Sunday, January 29, 2012

Systematic Sampling

Very like a Whale by Brook Emery : The Poetry Foundation

Many of the dualistic tensions present in Dick's work are present here. This brings to light how very human these tensions are. Not only does Philip K. Dick struggle with constant, unending debates on the fate and nature of humanity, but so too does the rest of the world. Brook Emery is but one more example on the infinite list of humans who were dissatisfied and disconcerted by their own discoveries, observations, and inquiries. Emery brilliantly plays off the ideas of the centuries. He merges all the conflicting and disjointed ideologies of the past two centuries into a balanced portrayal of existence. The speaker of the poem encapsulates the human experience. The verses are wrought with the doubt and uncertainty of perception. Words like “seem,” “ambiguously,” “misconceive,” “unlikelihood,” “belief,” “imagined,” and “illusions,” set this tone of obscurity and confusion. Reality becomes fluid like the speaker's perception, within the context of the poem. This contrasts starkly with the theories and themes of Darwin and Dawkins, as Emery incorporates the resoluteness of science into the mix of human emotionality.

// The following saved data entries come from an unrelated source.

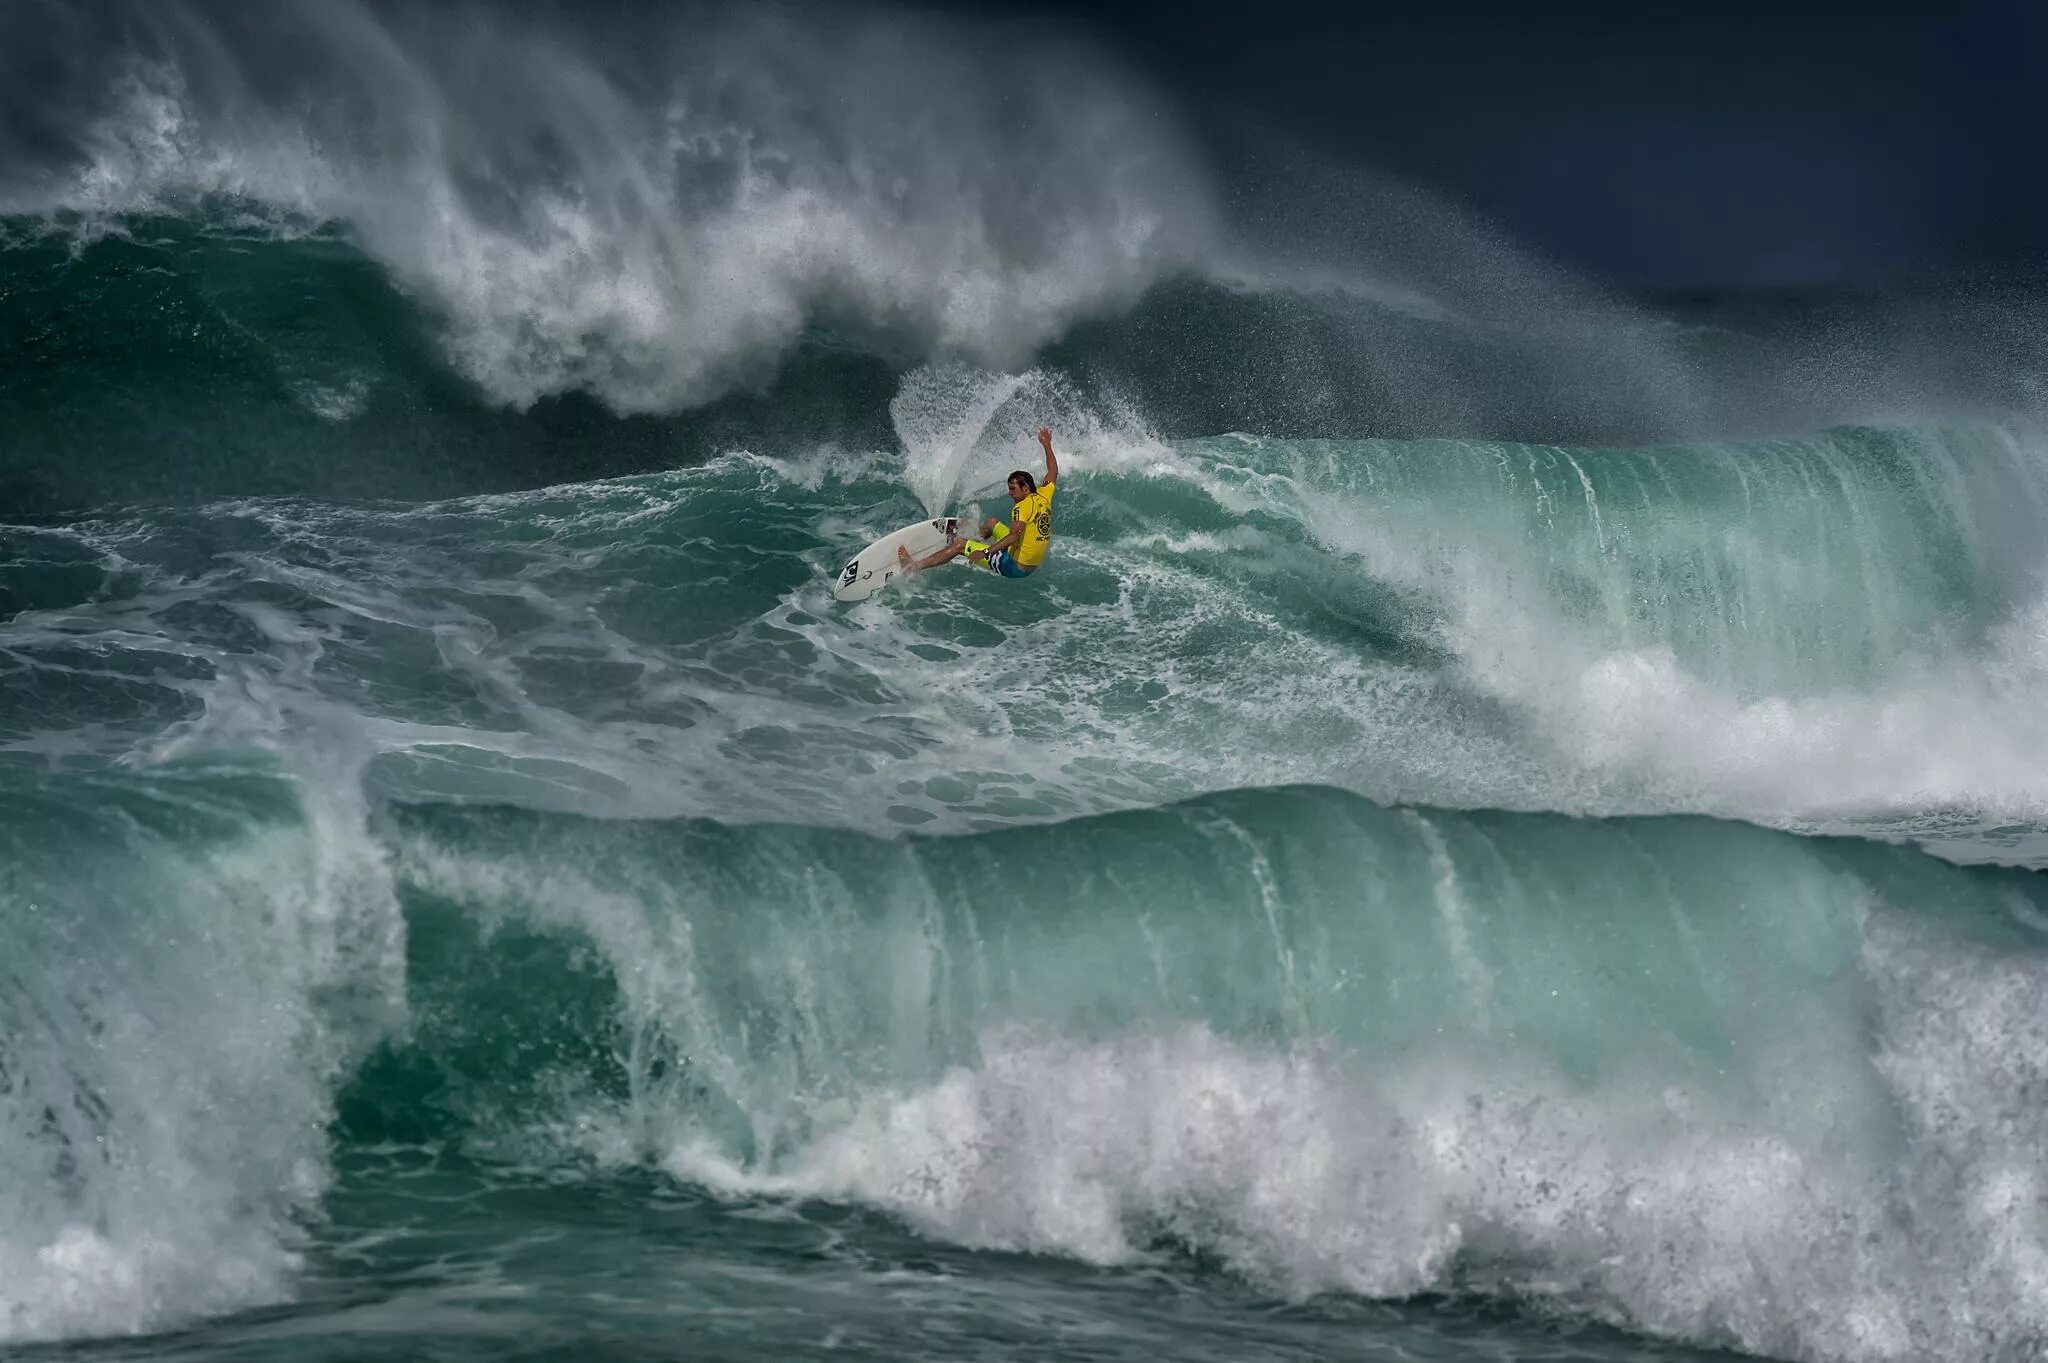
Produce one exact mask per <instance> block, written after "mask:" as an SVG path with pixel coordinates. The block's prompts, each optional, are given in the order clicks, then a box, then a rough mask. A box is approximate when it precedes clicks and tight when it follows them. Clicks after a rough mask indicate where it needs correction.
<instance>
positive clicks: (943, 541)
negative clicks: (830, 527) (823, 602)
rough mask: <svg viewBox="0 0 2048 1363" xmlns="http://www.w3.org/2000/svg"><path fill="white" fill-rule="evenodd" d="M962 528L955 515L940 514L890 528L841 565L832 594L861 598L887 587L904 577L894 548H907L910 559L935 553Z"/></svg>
mask: <svg viewBox="0 0 2048 1363" xmlns="http://www.w3.org/2000/svg"><path fill="white" fill-rule="evenodd" d="M958 532H961V520H958V518H956V516H940V518H938V520H920V522H915V524H909V526H903V528H901V530H893V532H889V534H885V536H883V538H879V540H874V542H872V544H868V546H866V548H862V551H860V553H858V555H854V557H852V561H848V565H846V567H842V569H840V581H838V585H834V587H831V596H834V598H838V600H842V602H864V600H868V598H870V596H872V593H874V591H877V589H879V587H887V585H889V583H891V581H895V579H897V577H903V565H901V563H899V561H897V553H895V551H897V548H907V551H909V557H911V559H922V557H926V555H930V553H938V551H940V548H944V546H946V542H948V540H952V536H954V534H958Z"/></svg>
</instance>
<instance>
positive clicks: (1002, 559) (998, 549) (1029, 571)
mask: <svg viewBox="0 0 2048 1363" xmlns="http://www.w3.org/2000/svg"><path fill="white" fill-rule="evenodd" d="M989 571H991V573H1001V575H1004V577H1030V575H1032V573H1036V571H1038V569H1028V567H1024V565H1022V563H1018V561H1016V559H1012V557H1010V551H1008V548H997V551H995V553H993V555H989Z"/></svg>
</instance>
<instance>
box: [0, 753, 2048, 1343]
mask: <svg viewBox="0 0 2048 1363" xmlns="http://www.w3.org/2000/svg"><path fill="white" fill-rule="evenodd" d="M102 796H104V788H102V786H100V784H96V782H94V780H86V778H43V780H35V782H23V780H20V778H18V776H16V778H10V792H8V815H10V823H8V827H10V829H23V831H27V835H25V837H23V839H20V841H18V843H14V845H12V847H10V860H12V864H14V866H16V868H18V872H16V874H14V878H12V880H10V890H8V894H10V903H8V917H6V925H8V927H6V946H8V960H10V962H33V964H35V968H33V972H20V974H16V976H14V988H10V995H8V999H10V1005H8V1007H10V1009H14V1011H16V1015H14V1017H12V1025H10V1036H16V1038H27V1042H23V1044H14V1046H12V1048H10V1050H8V1054H6V1074H8V1089H6V1093H4V1097H6V1101H4V1103H0V1134H4V1138H6V1144H4V1148H6V1152H8V1160H10V1164H8V1167H10V1171H12V1173H14V1175H18V1177H14V1179H10V1197H12V1205H10V1212H12V1216H10V1220H8V1228H10V1230H8V1240H6V1244H8V1252H10V1255H12V1257H14V1261H12V1267H14V1269H16V1275H12V1277H10V1283H14V1285H16V1291H18V1293H20V1298H18V1300H23V1302H29V1304H31V1306H33V1308H37V1310H41V1312H43V1314H39V1316H16V1326H18V1328H20V1324H25V1326H27V1330H29V1332H31V1334H35V1332H51V1330H55V1332H68V1330H72V1328H80V1324H82V1322H78V1320H72V1318H66V1316H63V1314H61V1310H51V1308H49V1306H47V1304H49V1302H59V1304H61V1302H63V1300H66V1298H63V1295H61V1291H59V1289H61V1287H63V1285H66V1283H68V1281H74V1279H70V1277H68V1273H76V1271H80V1263H88V1261H94V1259H96V1261H102V1263H121V1265H125V1267H127V1277H125V1279H123V1281H127V1283H133V1285H135V1298H133V1300H121V1302H115V1306H119V1308H123V1310H131V1312H133V1320H137V1322H141V1320H150V1318H152V1314H154V1312H156V1310H160V1306H158V1302H160V1300H162V1295H174V1298H178V1300H184V1302H197V1304H199V1310H223V1308H231V1306H236V1304H238V1300H248V1298H250V1295H254V1298H258V1300H262V1298H264V1295H270V1293H274V1291H279V1289H281V1283H283V1281H285V1279H287V1275H289V1273H291V1265H293V1252H295V1246H297V1244H299V1242H301V1238H299V1236H301V1232H299V1230H297V1224H295V1216H299V1214H303V1212H305V1210H307V1207H309V1205H311V1199H315V1197H319V1193H322V1189H324V1185H326V1179H324V1175H322V1169H324V1164H322V1146H324V1140H322V1138H319V1124H322V1122H328V1119H332V1138H334V1140H338V1142H340V1146H342V1148H344V1150H365V1152H375V1150H393V1148H412V1146H418V1144H426V1146H428V1148H442V1150H449V1152H457V1150H459V1152H461V1158H465V1160H481V1162H485V1164H492V1162H508V1164H514V1167H543V1169H557V1171H563V1169H575V1167H596V1169H623V1167H641V1164H647V1167H655V1169H664V1171H670V1173H672V1175H674V1177H680V1179H684V1181H688V1183H694V1185H702V1187H709V1189H715V1191H717V1193H719V1195H721V1197H772V1199H791V1197H795V1199H825V1201H844V1203H858V1205H868V1207H874V1210H883V1212H889V1214H893V1216H897V1218H901V1220H903V1222H907V1224H909V1226H913V1228H918V1230H920V1232H922V1234H926V1236H934V1238H938V1240H944V1242H952V1244H963V1246H979V1248H1004V1250H1030V1252H1040V1255H1042V1252H1051V1255H1061V1257H1071V1259H1079V1261H1085V1263H1096V1265H1122V1263H1133V1261H1137V1259H1141V1257H1145V1255H1151V1252H1157V1250H1159V1248H1163V1246H1180V1248H1186V1250H1192V1252H1196V1255H1202V1257H1208V1259H1214V1261H1217V1263H1221V1265H1223V1267H1227V1269H1231V1271H1233V1273H1239V1275H1243V1277H1245V1279H1249V1281H1251V1283H1255V1285H1260V1287H1262V1289H1268V1291H1278V1293H1284V1295H1309V1293H1319V1291H1331V1289H1337V1291H1356V1293H1368V1295H1389V1298H1403V1295H1411V1293H1430V1291H1456V1293H1473V1291H1477V1293H1489V1295H1493V1293H1499V1295H1505V1298H1516V1300H1530V1298H1540V1300H1548V1302H1550V1306H1552V1308H1559V1310H1567V1312H1573V1314H1579V1312H1585V1314H1593V1316H1602V1318H1614V1320H1624V1322H1628V1324H1632V1326H1634V1328H1647V1330H1653V1332H1659V1334H1673V1336H1681V1338H1692V1340H1700V1343H1718V1345H1733V1347H1741V1349H1749V1351H1759V1353H1778V1355H1794V1357H1872V1355H1878V1357H1882V1353H1880V1351H1894V1353H1901V1351H1919V1353H1929V1355H1948V1353H1952V1351H1956V1349H1960V1347H1968V1340H1970V1338H1980V1336H1982V1334H1980V1332H1982V1330H1993V1332H1997V1336H1999V1338H2005V1340H2030V1338H2038V1334H2040V1328H2042V1326H2040V1318H2038V1316H2036V1314H2032V1306H2030V1298H2028V1295H2025V1289H2023V1277H2025V1271H2028V1263H2030V1259H2028V1252H2030V1250H2028V1244H2025V1240H2023V1238H2015V1236H2011V1234H2009V1226H2011V1212H2009V1201H2007V1199H2009V1187H2011V1181H2013V1179H2015V1177H2025V1171H2030V1169H2034V1164H2036V1162H2038V1148H2040V1138H2042V1136H2044V1132H2042V1130H2040V1113H2038V1111H2036V1109H2034V1103H2032V1097H2030V1095H2032V1093H2034V1091H2036V1087H2038V1085H2040V1083H2042V1081H2044V1079H2048V1076H2044V1074H2042V1072H2040V1054H2042V1038H2040V1021H2038V1017H2034V1009H2032V1003H2030V1001H2032V999H2034V997H2036V995H2038V988H2040V972H2042V962H2044V960H2048V956H2044V950H2042V948H2044V939H2042V923H2044V921H2048V919H2044V909H2048V905H2044V903H2042V890H2040V886H2038V876H2034V874H2030V872H2005V870H1985V868H1958V866H1952V864H1944V862H1937V860H1931V858H1927V855H1923V853H1917V851H1909V849H1898V847H1882V845H1872V843H1864V841H1839V839H1800V837H1792V835H1784V833H1769V831H1761V829H1753V827H1745V825H1733V823H1714V821H1704V819H1679V817H1667V819H1632V821H1628V819H1624V821H1581V819H1565V817H1554V815H1503V812H1452V810H1434V808H1384V806H1378V804H1374V802H1368V800H1362V798H1358V796H1350V794H1343V792H1335V790H1329V788H1286V790H1262V792H1229V794H1219V796H1204V798H1198V800H1192V802H1184V804H1174V806H1165V808H1149V810H1128V812H1116V815H1098V817H1087V819H1081V821H1073V823H1063V825H1047V827H1014V829H1001V831H991V833H981V835H969V837H944V839H909V841H905V839H877V837H870V835H864V833H854V831H827V829H805V827H791V825H758V827H731V825H721V823H711V821H610V819H598V821H594V819H586V817H575V815H549V812H535V810H514V808H483V806H473V808H457V806H446V804H391V806H385V808H381V810H377V812H369V815H367V812H365V810H360V808H358V810H348V808H334V806H322V804H319V802H301V800H299V798H297V796H295V782H287V780H276V778H262V776H254V774H242V776H233V774H225V772H211V774H205V772H188V774H184V776H180V778H166V780H160V782H154V784H152V786H150V788H147V792H145V794H143V792H139V790H131V792H129V794H127V796H125V798H123V802H121V806H119V812H113V810H111V806H109V802H106V800H104V798H102ZM94 810H98V812H94ZM109 819H117V821H119V831H113V829H111V827H109V823H106V821H109ZM365 819H367V821H365ZM88 847H90V849H94V853H96V855H94V870H92V872H90V874H80V870H78V868H76V862H78V858H80V853H82V851H84V849H88ZM109 847H113V855H109V853H106V851H109ZM135 882H147V884H152V886H154V892H152V894H150V898H147V900H145V898H143V894H141V892H137V890H135V888H133V886H135ZM281 882H287V884H309V886H324V892H322V896H317V898H311V896H307V898H281V896H276V894H274V892H270V886H274V884H281ZM16 894H20V896H27V898H29V903H33V905H37V909H35V911H33V913H29V911H27V907H25V905H23V903H18V900H16V898H14V896H16ZM123 903H127V905H137V903H150V905H152V909H150V913H147V921H145V923H131V925H123V923H119V921H117V919H115V915H117V913H119V911H117V909H113V907H115V905H123ZM94 911H96V913H98V919H96V923H98V927H100V929H104V933H106V935H94V943H96V950H92V952H90V954H80V952H78V943H80V933H78V931H76V929H78V925H80V923H84V921H92V915H94ZM20 1009H29V1011H27V1013H20ZM39 1019H59V1021H61V1023H63V1025H61V1027H55V1029H51V1031H41V1029H37V1025H35V1023H37V1021H39ZM23 1025H27V1031H25V1029H23ZM223 1122H225V1124H227V1128H229V1130H231V1132H236V1138H233V1140H231V1142H225V1140H221V1130H219V1126H221V1124H223ZM141 1171H147V1175H150V1177H147V1179H145V1181H137V1177H139V1175H141ZM166 1171H176V1177H174V1179H172V1177H164V1175H166ZM295 1207H297V1212H295ZM80 1226H92V1230H82V1228H80ZM193 1234H209V1236H215V1238H217V1242H219V1244H221V1252H219V1255H215V1257H209V1259H205V1261H160V1259H156V1257H154V1250H152V1246H154V1244H160V1242H166V1240H176V1238H184V1236H193ZM1835 1236H1839V1240H1837V1238H1835ZM41 1244H66V1246H68V1250H66V1252H63V1255H57V1257H51V1255H37V1252H35V1246H41ZM1817 1244H1827V1246H1833V1244H1853V1246H1858V1248H1855V1252H1853V1255H1851V1252H1819V1250H1817V1248H1815V1246H1817ZM39 1293H41V1300H39ZM1880 1304H1882V1308H1880ZM100 1308H102V1310H104V1308H106V1302H104V1293H102V1302H100ZM1874 1312H1876V1314H1874ZM1987 1322H1991V1324H1987ZM1872 1340H1876V1345H1874V1343H1872Z"/></svg>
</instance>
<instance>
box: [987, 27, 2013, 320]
mask: <svg viewBox="0 0 2048 1363" xmlns="http://www.w3.org/2000/svg"><path fill="white" fill-rule="evenodd" d="M1008 8H1034V10H1040V12H1051V14H1055V16H1059V18H1061V20H1065V23H1075V25H1081V27H1085V29H1090V31H1094V33H1096V37H1098V39H1102V41H1106V43H1108V45H1112V47H1116V49H1118V51H1120V53H1122V55H1124V57H1126V59H1130V61H1135V63H1139V65H1141V68H1145V70H1149V72H1151V74H1153V76H1157V78H1159V80H1161V84H1163V86H1165V88H1167V90H1169V92H1171V94H1174V96H1176V98H1178V100H1182V102H1184V104H1186V106H1188V108H1190V113H1192V115H1194V117H1196V121H1198V123H1200V125H1202V127H1204V129H1206V133H1208V137H1210V141H1212V143H1214V145H1219V147H1225V149H1227V151H1225V153H1227V156H1247V147H1257V145H1260V143H1262V137H1264V135H1268V133H1280V135H1282V139H1284V141H1298V143H1300V145H1305V147H1309V149H1315V151H1323V153H1333V156H1339V158H1343V160H1354V162H1362V164H1368V166H1376V168H1380V170H1391V172H1397V174H1401V176H1407V178H1411V180H1417V182H1421V184H1425V186H1430V188H1434V190H1438V192H1442V194H1446V196H1448V199H1452V201H1454V203H1460V205H1464V207H1468V209H1475V211H1477V213H1481V215H1483V217H1485V219H1489V221H1493V223H1497V225H1499V227H1503V229H1505V231H1507V233H1509V235H1511V237H1516V239H1520V241H1524V244H1528V246H1534V248H1536V250H1538V252H1542V254H1546V256H1550V258H1554V260H1561V262H1565V264H1569V266H1573V268H1577V270H1585V272H1591V274H1595V276H1599V278H1604V280H1608V282H1616V284H1626V287H1645V289H1694V287H1698V289H1714V287H1729V284H1837V282H1901V280H1909V278H1915V276H1929V274H1935V276H1944V274H1946V276H1954V274H1958V272H1982V270H1991V268H2001V270H2003V268H2032V270H2038V268H2040V266H2042V262H2048V20H2044V18H2042V16H2040V14H2038V12H2036V8H2034V6H2028V4H2023V2H2019V0H1966V2H1964V4H1925V6H1898V4H1882V2H1874V4H1853V6H1851V4H1815V2H1806V4H1802V2H1798V0H1786V2H1782V4H1757V2H1755V0H1724V2H1718V4H1686V2H1681V4H1673V6H1659V4H1655V2H1647V0H1632V2H1630V4H1614V2H1610V0H1593V2H1589V4H1575V2H1567V4H1540V2H1538V0H1520V2H1503V0H1442V2H1434V0H1411V2H1409V4H1401V6H1376V4H1309V2H1305V0H1260V2H1237V4H1223V2H1219V0H1182V2H1174V4H1167V2H1153V0H1133V2H1124V4H1081V2H1079V0H1040V2H1038V4H1030V6H1024V4H1022V2H1020V4H1016V6H1008Z"/></svg>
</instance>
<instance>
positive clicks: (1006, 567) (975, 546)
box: [967, 522, 1038, 577]
mask: <svg viewBox="0 0 2048 1363" xmlns="http://www.w3.org/2000/svg"><path fill="white" fill-rule="evenodd" d="M989 534H993V536H995V538H1004V536H1006V534H1010V526H1006V524H1004V522H995V524H993V526H991V528H989ZM967 546H969V548H983V544H981V540H967ZM989 571H991V573H1001V575H1004V577H1030V575H1032V573H1036V571H1038V569H1036V567H1032V565H1024V563H1018V561H1016V559H1012V557H1010V551H1008V548H997V551H995V553H991V555H989Z"/></svg>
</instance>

The “peptides/ spelling out the phrase/ very like a whale” allude to a complex theory and practice invented and implemented by Richard Dawkins in order to prove and illuminate the nature of evolution in biological mechanisms, also known as Dawkin's weasel. The fact that Richard Dawkins chose to use Shakespeare in his experiments is mirrored throughout Emery's poem. The “clouds,” “camels,” “weasels,” and “whale[s],” of Hamlet's sky are all present within the text, and enrich its meaning. The idea that Hamlet was a character who could be both sane and insane within the context of the plot, and the fact that Richard Dawkins chose to use Hamlet to prove a wildly complex series of patterns, adds to this tone of surrealism and delusion. Emery uses these scientific discoveries to play off the notion that his words, the events that surround him, and his life have been naturally selected in a reality that is both wondrously illusive and positively concrete at the same time.